A general view of a Morrisons supermarket in Bradford

Morrisons supermarket in Bradford, England.

Photo by George Wood/Getty Images

Morrisons has posted a solid festive performance, with group like-for-like (LFL) sales up 3.4 per cent in the six weeks to 4 January 2026, as fresh food and premium ranges drove growth in a highly competitive market.

Updating investors on results for the 52 weeks ending 26 October 2025, the grocer said full-year group LFL sales rose 2.8 per cent, marking 12 consecutive quarters of positive LFL sales growth. Total revenue increased 3.2 per cent to £15.8 billoin, while Q4 revenue rose 3.0 per cent to £3.9bn.


Morrisons said its Christmas performance was led by fresh food, supported by Market Street counters and its manufacturing business, while its premium The Best range delivered an “excellent” Christmas, up 17.4 per cent.

The retailer also reported “good growth” in online, with online delivering double-digit LFL growth across the year, gaining market share.

Meanwhile, general merchandise delivered a market-beating performance during the festive period, up 10.0 per cent, while Nutmeg clothing rose 4.7 per cent.
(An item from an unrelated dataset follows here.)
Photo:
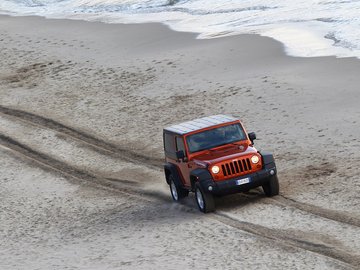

A festive Disney promotion was highlighted as a major success, with more than one million customers taking part, including “younger families new to the Morrisons brand”.

Morrisons said it made a further improvement in its price position during the year and announced price cuts on an additional 2,500 everyday items in January 2026, as it seeks to protect volumes in a value-driven market.

Chief executive Rami Baitiéh said FY24/25 had been “another year of renewal and modernisation” and pointed to resilience despite several pressures.

“In a year when consumers were feeling the squeeze, we grew like-for-like sales for a twelfth consecutive quarter, maintained EBITDA and our market share, and demonstrated our resilience in the face of some tough external headwinds,” he said, citing a cyber incident in Q1, rising inflation and government cost increases.

Underlying EBITDA from continuing operations was held flat at £835m, despite “largely unexpected” cost headwinds from the 2024 Budget, which Morrisons said represented an annualised cost of £200m.

CFO Jo Goff said the business offset pressures through an ongoing cost reduction programme, delivering £233m of savings in the year and taking total savings to £845m to date. Morrisons expects to exceed its £1bn savings target by the end of FY26.

The grocer also reported continued deleveraging, cutting gross debt by 10 per cent during the year, with net debt down 46 per cent from its 2022 peak. Market share was stable at 8.5 per cent in December 2025, level with January 2025.